Katalin Tamásfalvi is 33 years old. She was born and raised in Hungary and now lives in Edinburgh, Scotland, working as a receptionist.
We have many fears, both rational and irrational, many an unhealthy combination of both. A lot of things many of us have in common, like spiders, horror movies, the inevitability of getting old…
I never thought that two purple lines on a cheap piece of plastic could make me as scared as I felt on May 22nd, 2018.
I was pregnant.
Here I was, 33 years old, single, and knocked up. Despite being born on the same day as Bridget Jones, my life didn’t have the benefit of being constructed in a film studio. My world is not perfect, it’s not even hilariously haphazard, I’m not a successful single woman choosing between two even more successful potential fathers who equally want to be a part of my baby’s future. This should have been the happiest day of my life.
When I was in my twenties I was clinically told the chances of natural pregnancy were slim and would be very difficult.
Dear Doctor,
Thank you —
and fuck off.
All it took in the end was a dribble of overexcited pre-cum. How amazing it is that I got the chance to prove you wrong.
It didn’t feel amazing. I was terrified. Traumatised. I had always told myself if the miracle happened, I would keep the child. I am no longer too young and naïve.
Now I am old and naïve. I guess you don’t ever actually know your own mind until you’re forced into the situation.

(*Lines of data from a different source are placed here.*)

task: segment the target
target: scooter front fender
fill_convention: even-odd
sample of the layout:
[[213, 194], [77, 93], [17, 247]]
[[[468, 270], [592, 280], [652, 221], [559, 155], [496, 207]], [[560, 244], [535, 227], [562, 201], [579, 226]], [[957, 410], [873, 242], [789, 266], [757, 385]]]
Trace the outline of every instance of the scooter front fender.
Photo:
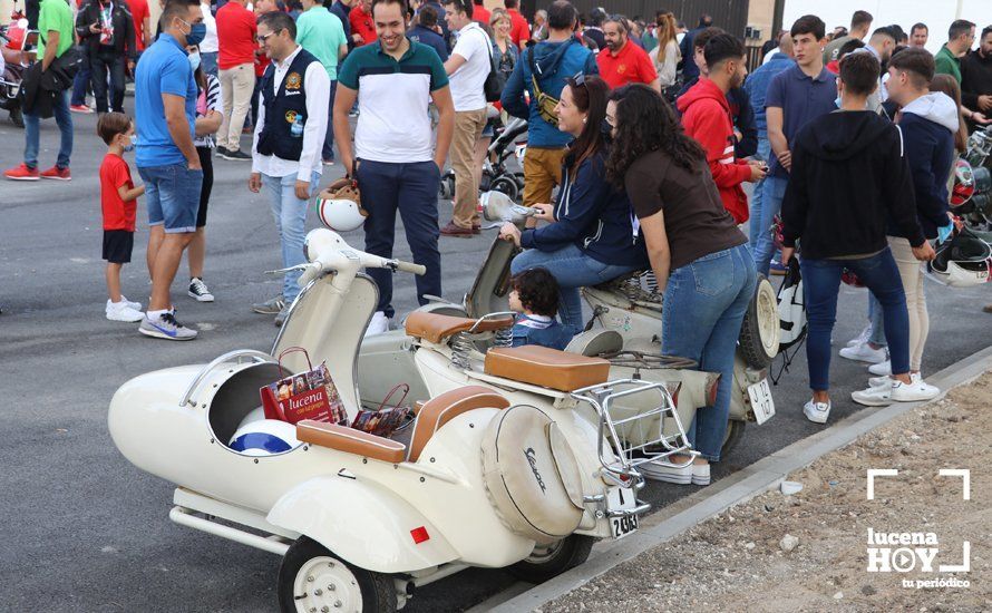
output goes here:
[[[275, 503], [268, 520], [378, 573], [408, 573], [458, 557], [441, 532], [409, 503], [351, 476], [314, 477], [299, 484]], [[417, 531], [418, 538], [426, 531], [429, 538], [416, 543], [411, 531]]]

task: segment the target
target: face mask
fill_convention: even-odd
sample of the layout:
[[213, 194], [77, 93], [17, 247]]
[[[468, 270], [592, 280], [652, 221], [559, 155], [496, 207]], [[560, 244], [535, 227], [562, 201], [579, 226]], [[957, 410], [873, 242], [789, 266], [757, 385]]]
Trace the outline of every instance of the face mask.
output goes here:
[[206, 23], [193, 23], [186, 35], [186, 45], [200, 45], [206, 37]]

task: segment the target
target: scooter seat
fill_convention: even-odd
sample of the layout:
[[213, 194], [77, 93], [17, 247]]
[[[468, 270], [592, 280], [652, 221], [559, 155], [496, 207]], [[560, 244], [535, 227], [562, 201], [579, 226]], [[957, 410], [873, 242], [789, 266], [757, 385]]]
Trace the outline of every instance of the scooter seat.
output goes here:
[[470, 318], [414, 311], [407, 317], [406, 331], [410, 337], [439, 343], [458, 332], [467, 332], [473, 327], [476, 327], [476, 332], [495, 332], [512, 325], [513, 318], [510, 317], [479, 321]]
[[407, 447], [388, 438], [370, 435], [347, 426], [304, 419], [296, 424], [296, 438], [303, 442], [354, 454], [371, 459], [399, 464]]
[[486, 374], [558, 391], [605, 383], [610, 362], [536, 344], [499, 347], [486, 352]]
[[431, 398], [417, 411], [417, 422], [414, 425], [414, 436], [410, 438], [408, 459], [417, 461], [430, 437], [441, 426], [459, 415], [473, 409], [505, 409], [508, 406], [509, 400], [482, 386], [466, 386]]

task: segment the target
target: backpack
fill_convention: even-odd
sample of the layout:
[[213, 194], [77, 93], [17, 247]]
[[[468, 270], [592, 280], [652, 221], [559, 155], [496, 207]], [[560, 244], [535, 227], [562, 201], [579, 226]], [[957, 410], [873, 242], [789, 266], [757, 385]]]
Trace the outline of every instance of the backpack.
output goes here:
[[806, 338], [806, 299], [803, 295], [803, 275], [796, 257], [789, 260], [789, 270], [778, 289], [778, 351], [781, 353]]

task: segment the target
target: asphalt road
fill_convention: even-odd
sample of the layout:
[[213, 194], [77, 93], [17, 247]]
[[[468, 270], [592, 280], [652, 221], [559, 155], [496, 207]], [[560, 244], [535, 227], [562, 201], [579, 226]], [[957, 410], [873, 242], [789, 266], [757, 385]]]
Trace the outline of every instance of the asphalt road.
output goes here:
[[[235, 348], [271, 348], [276, 331], [271, 318], [249, 310], [251, 302], [276, 294], [281, 284], [263, 274], [280, 264], [269, 205], [247, 191], [247, 163], [215, 162], [205, 276], [216, 302], [197, 303], [176, 283], [179, 319], [200, 328], [201, 338], [168, 343], [142, 337], [136, 324], [104, 318], [97, 168], [105, 148], [95, 134], [95, 116], [74, 119], [71, 183], [0, 181], [0, 610], [273, 611], [279, 558], [169, 522], [173, 485], [128, 464], [106, 426], [114, 390], [132, 377], [203, 363]], [[57, 150], [54, 121], [45, 121], [41, 134], [41, 165], [47, 167]], [[22, 133], [6, 118], [0, 143], [0, 165], [18, 164]], [[340, 174], [335, 167], [324, 182]], [[440, 207], [446, 223], [450, 207]], [[138, 220], [134, 262], [125, 266], [123, 285], [132, 299], [145, 302], [143, 205]], [[314, 223], [311, 215], [309, 225]], [[397, 236], [396, 256], [408, 259], [402, 233]], [[493, 237], [490, 232], [441, 240], [446, 298], [457, 301], [468, 289]], [[362, 245], [360, 233], [346, 239]], [[184, 265], [178, 279], [186, 276]], [[992, 293], [931, 283], [928, 292], [925, 372], [990, 344], [992, 315], [980, 309], [992, 302]], [[396, 298], [399, 312], [415, 306], [409, 276], [396, 276]], [[864, 291], [844, 289], [838, 347], [864, 325], [865, 304]], [[831, 421], [857, 410], [847, 398], [866, 377], [863, 366], [834, 362]], [[740, 446], [714, 468], [716, 478], [820, 428], [801, 415], [805, 382], [800, 353], [774, 388], [777, 416], [762, 427], [748, 427]], [[664, 505], [694, 489], [652, 484], [645, 495], [664, 513]], [[499, 571], [469, 571], [424, 587], [408, 610], [463, 610], [512, 582]]]

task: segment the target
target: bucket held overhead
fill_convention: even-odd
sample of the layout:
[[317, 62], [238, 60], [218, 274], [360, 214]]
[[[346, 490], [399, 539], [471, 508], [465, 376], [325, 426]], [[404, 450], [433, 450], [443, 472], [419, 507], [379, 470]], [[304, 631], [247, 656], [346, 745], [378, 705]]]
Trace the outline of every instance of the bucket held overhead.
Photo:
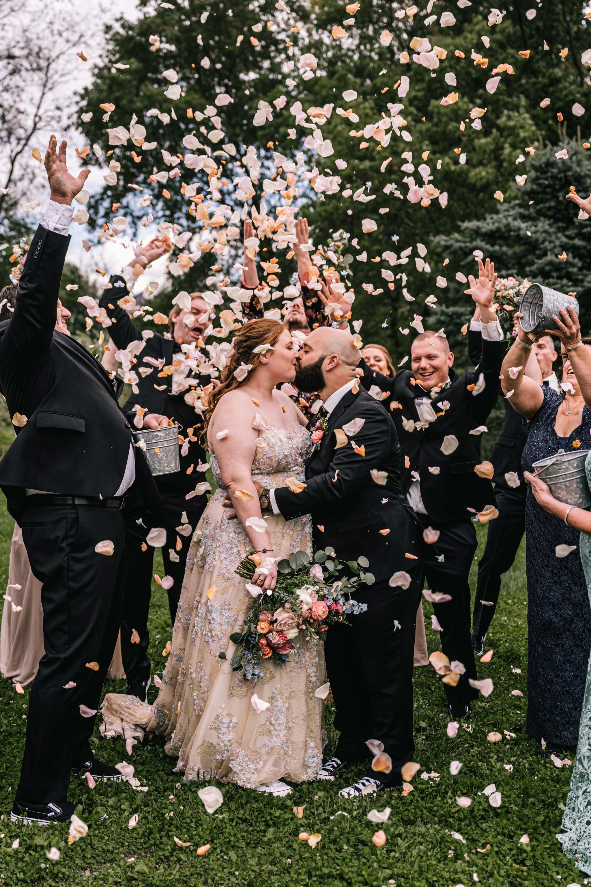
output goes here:
[[524, 293], [519, 304], [519, 310], [523, 314], [521, 326], [525, 333], [557, 329], [552, 318], [560, 317], [560, 309], [566, 309], [569, 305], [579, 317], [579, 302], [572, 295], [533, 283]]

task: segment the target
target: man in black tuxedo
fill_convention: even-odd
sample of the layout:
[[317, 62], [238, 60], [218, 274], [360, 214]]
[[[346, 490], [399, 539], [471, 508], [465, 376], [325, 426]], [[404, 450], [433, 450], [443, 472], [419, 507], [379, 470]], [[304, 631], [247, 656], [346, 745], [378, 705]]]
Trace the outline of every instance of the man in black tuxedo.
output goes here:
[[[33, 682], [27, 739], [12, 819], [69, 820], [71, 772], [121, 773], [89, 744], [119, 632], [128, 494], [155, 505], [158, 491], [116, 385], [79, 342], [58, 298], [77, 178], [66, 142], [51, 136], [45, 169], [51, 196], [35, 232], [11, 320], [0, 324], [0, 389], [17, 433], [0, 462], [0, 487], [20, 524], [34, 575], [43, 583], [45, 654]], [[150, 428], [167, 424], [146, 417]], [[105, 556], [110, 555], [110, 556]]]
[[[378, 790], [400, 785], [400, 768], [412, 758], [413, 651], [422, 574], [420, 528], [400, 487], [396, 428], [382, 404], [360, 388], [359, 357], [349, 333], [320, 327], [307, 337], [295, 385], [323, 398], [322, 441], [306, 463], [301, 492], [287, 487], [261, 491], [261, 507], [270, 506], [286, 520], [310, 514], [316, 547], [332, 546], [345, 561], [364, 555], [375, 576], [375, 583], [360, 585], [356, 594], [367, 611], [327, 632], [326, 664], [340, 735], [320, 775], [333, 777], [367, 759], [365, 743], [371, 739], [384, 744], [393, 767], [385, 774], [368, 765], [366, 776], [343, 789], [346, 797], [371, 784]], [[346, 444], [337, 438], [337, 429]]]
[[502, 331], [491, 310], [494, 266], [488, 260], [478, 266], [478, 279], [470, 275], [467, 291], [481, 318], [482, 357], [476, 370], [458, 378], [447, 340], [432, 332], [416, 336], [412, 369], [399, 370], [393, 380], [364, 367], [366, 386], [390, 392], [404, 459], [402, 490], [424, 530], [439, 534], [433, 543], [426, 541], [433, 538], [426, 533], [421, 549], [429, 588], [451, 597], [433, 602], [442, 629], [441, 648], [451, 662], [465, 668], [456, 687], [444, 685], [454, 718], [470, 717], [470, 702], [478, 696], [469, 684], [477, 677], [468, 581], [477, 548], [471, 516], [494, 505], [494, 496], [490, 480], [474, 469], [482, 461], [478, 435], [499, 396], [505, 352]]
[[[468, 334], [470, 358], [480, 360], [482, 337], [472, 321]], [[535, 342], [530, 360], [536, 362], [524, 371], [536, 381], [558, 390], [558, 381], [552, 370], [556, 350], [552, 337], [542, 336]], [[513, 565], [525, 532], [525, 498], [527, 487], [521, 467], [521, 456], [527, 442], [527, 420], [513, 409], [505, 398], [505, 420], [494, 442], [491, 462], [494, 467], [494, 503], [499, 516], [488, 524], [486, 545], [478, 563], [478, 579], [472, 615], [472, 643], [477, 654], [484, 650], [485, 639], [493, 621], [501, 593], [501, 577]], [[510, 482], [510, 483], [509, 483]], [[516, 485], [517, 484], [517, 485]]]
[[[129, 264], [134, 266], [138, 261], [144, 265], [151, 264], [163, 252], [164, 247], [159, 241], [152, 240]], [[203, 347], [206, 330], [211, 326], [211, 309], [198, 293], [192, 293], [187, 295], [190, 309], [174, 307], [168, 333], [164, 335], [154, 333], [152, 336], [144, 337], [122, 307], [126, 297], [128, 298], [125, 279], [113, 275], [110, 283], [111, 288], [105, 290], [99, 302], [113, 321], [109, 326], [109, 349], [123, 351], [134, 343], [143, 342], [142, 349], [132, 357], [137, 393], [130, 394], [123, 409], [136, 411], [139, 406], [148, 412], [167, 416], [179, 422], [180, 433], [184, 437], [180, 470], [156, 477], [160, 493], [158, 510], [136, 507], [125, 513], [127, 550], [121, 658], [128, 679], [127, 692], [144, 702], [151, 680], [148, 614], [154, 560], [154, 548], [146, 546], [144, 540], [152, 527], [166, 530], [167, 538], [161, 550], [165, 575], [173, 579], [167, 595], [170, 620], [174, 624], [192, 531], [207, 504], [205, 492], [197, 496], [191, 494], [194, 494], [198, 483], [205, 482], [205, 474], [198, 466], [207, 464], [199, 443], [202, 419], [200, 408], [198, 412], [195, 409], [196, 402], [200, 405], [196, 390], [202, 390], [211, 383], [211, 379], [199, 375], [197, 370], [189, 369], [182, 347], [197, 349], [199, 342]], [[195, 363], [191, 358], [190, 362]], [[188, 369], [185, 376], [184, 372]], [[141, 427], [141, 417], [137, 417], [136, 424]]]

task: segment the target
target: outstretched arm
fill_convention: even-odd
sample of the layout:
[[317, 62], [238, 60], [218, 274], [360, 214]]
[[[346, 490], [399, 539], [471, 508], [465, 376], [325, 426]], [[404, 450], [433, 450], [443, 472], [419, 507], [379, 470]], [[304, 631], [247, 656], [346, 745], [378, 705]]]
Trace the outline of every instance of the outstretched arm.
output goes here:
[[[14, 314], [2, 342], [3, 358], [13, 365], [30, 365], [51, 341], [69, 237], [51, 230], [54, 224], [50, 224], [48, 216], [50, 210], [55, 208], [58, 216], [61, 207], [71, 207], [73, 198], [82, 190], [89, 175], [89, 170], [83, 169], [74, 178], [67, 170], [66, 141], [58, 150], [57, 146], [56, 137], [51, 136], [44, 161], [51, 188], [51, 202], [43, 220], [45, 224], [42, 222], [31, 242], [19, 283]], [[64, 208], [65, 230], [72, 217], [71, 212]]]

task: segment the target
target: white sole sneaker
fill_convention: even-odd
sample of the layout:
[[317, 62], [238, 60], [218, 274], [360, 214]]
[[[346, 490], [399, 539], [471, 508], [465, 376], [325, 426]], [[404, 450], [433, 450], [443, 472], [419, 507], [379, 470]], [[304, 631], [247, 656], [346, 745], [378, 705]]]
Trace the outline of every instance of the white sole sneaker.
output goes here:
[[[31, 819], [28, 816], [17, 816], [16, 813], [11, 813], [11, 822], [21, 822], [26, 826], [50, 826], [51, 825], [51, 820], [35, 820]], [[59, 820], [63, 821], [63, 820]]]

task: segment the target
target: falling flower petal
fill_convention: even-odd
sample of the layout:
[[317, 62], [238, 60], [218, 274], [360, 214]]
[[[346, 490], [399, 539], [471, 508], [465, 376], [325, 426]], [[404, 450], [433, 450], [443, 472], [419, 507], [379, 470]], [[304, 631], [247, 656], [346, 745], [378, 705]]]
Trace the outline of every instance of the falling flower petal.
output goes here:
[[214, 785], [206, 785], [204, 789], [199, 789], [198, 795], [208, 813], [214, 813], [223, 804], [223, 795]]

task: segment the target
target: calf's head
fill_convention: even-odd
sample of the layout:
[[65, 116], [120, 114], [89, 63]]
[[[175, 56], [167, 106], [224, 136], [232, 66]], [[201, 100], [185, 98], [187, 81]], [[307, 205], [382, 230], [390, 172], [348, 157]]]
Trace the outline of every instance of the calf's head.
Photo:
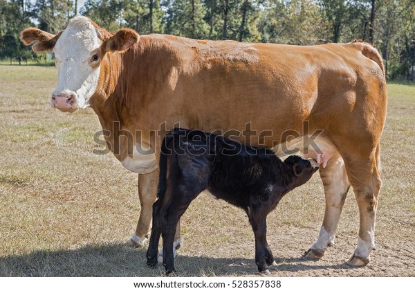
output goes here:
[[318, 170], [313, 159], [304, 159], [298, 156], [290, 156], [284, 161], [288, 175], [292, 178], [292, 188], [298, 187], [308, 181]]
[[36, 52], [54, 53], [58, 80], [50, 105], [74, 112], [89, 106], [106, 54], [127, 50], [139, 37], [124, 28], [109, 33], [89, 19], [78, 16], [57, 35], [30, 28], [21, 32], [20, 38], [26, 45], [33, 44]]

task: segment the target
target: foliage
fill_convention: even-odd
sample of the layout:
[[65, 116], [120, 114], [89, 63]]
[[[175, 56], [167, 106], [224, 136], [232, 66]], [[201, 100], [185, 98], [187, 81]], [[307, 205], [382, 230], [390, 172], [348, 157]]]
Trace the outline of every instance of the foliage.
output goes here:
[[[0, 58], [37, 58], [19, 32], [36, 24], [56, 33], [77, 3], [0, 0]], [[86, 0], [80, 11], [110, 31], [301, 45], [362, 39], [380, 51], [388, 78], [415, 77], [415, 0]]]

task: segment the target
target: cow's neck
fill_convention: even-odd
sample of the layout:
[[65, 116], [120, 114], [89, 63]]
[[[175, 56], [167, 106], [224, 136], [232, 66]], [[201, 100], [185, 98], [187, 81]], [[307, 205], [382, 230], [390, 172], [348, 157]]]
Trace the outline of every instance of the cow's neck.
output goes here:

So there I was, sitting on the toilet seat with my little miracle growing in my tummy and I didn’t know what to do. It was such bad timing. For the first time in my life I had real plans, and they involved accepting I would never have a little one to share them with. I had given up on the idea of being called mum.
So why now?
I was sure the first stick was faulty, and still certain the second one must be as well. As the law says, “one is considered innocent until proven guilty.” Surely pregnancy must be the same? The doctor would be my judge, the test would be my jury, and that little one… You understand the saying.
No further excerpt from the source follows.